Beitragvon Gead » 1. März 2011, 09:54

In einem Interview des schweizerischen Brettspielblogs mit Tom Felber, dem neuen Vorsitzenden der Jury "Spiel des Jahres", ist von eben diesem zum Schluss folgender Satz zu lesen:

"Wichtig ist für mich auch die Abwechslung und immer wieder neue Spiele kennen zu lernen. Menschen, die sektenartig und redundant nur immer Jassen, 'Dog', 'Tichu' oder andere Lieblingsspiele spielen wollen, sind mir höchst suspekt."

Was ist bitte daran verkehrt, Lieblingsspiele zu haben und diese bevorzugt oder ausschließlich zu spielen? Die Spiel- und Lebensweise(n) dieser Menschen als "sektenartig" zu bezeichnen, halte ich zumindest für fragwürdig.

Wobei ich ihm zugute halten möchte, das "sektenartig" nicht "gleich Sekte ist", und das gleichartiges Verhalten für Sekten durchaus typisch sein kann. Mit Sicherheit hat fehlende Abwechslung negative Seiten; und natürlich kann man in Ausübung des immer gleichen auf Dauer auch abstumpfen - meint er das damit?

Nichts dagegen also, wenn jemand - persönlich - die Abwechslung liebt und lebt.

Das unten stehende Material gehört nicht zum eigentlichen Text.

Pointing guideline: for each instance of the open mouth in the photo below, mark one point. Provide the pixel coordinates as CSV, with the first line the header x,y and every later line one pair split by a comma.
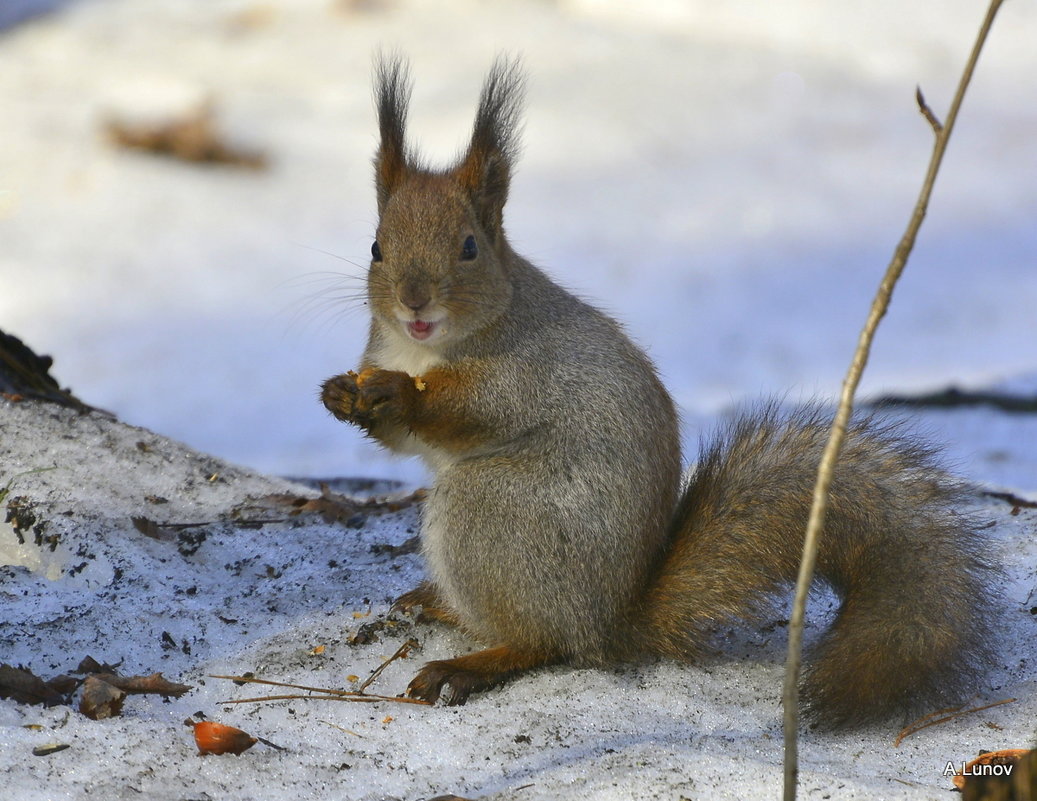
x,y
421,329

Ich bin aber der Meinung, dass "Redundanz", im Sinne von Wiederholung, gleichfalls einen Wert hat. In nahezu jedem Lebensbereich ist wiederholtes Üben die Grundvoraussetzung für späteres Können. Wieso sollte das nicht auch für das Spiel(en) zutreffen?

Unverdächtige Grüße
Gead

PS: Spielt mehr (das Gleiche) ist besser als spielt gar nicht (mehr)!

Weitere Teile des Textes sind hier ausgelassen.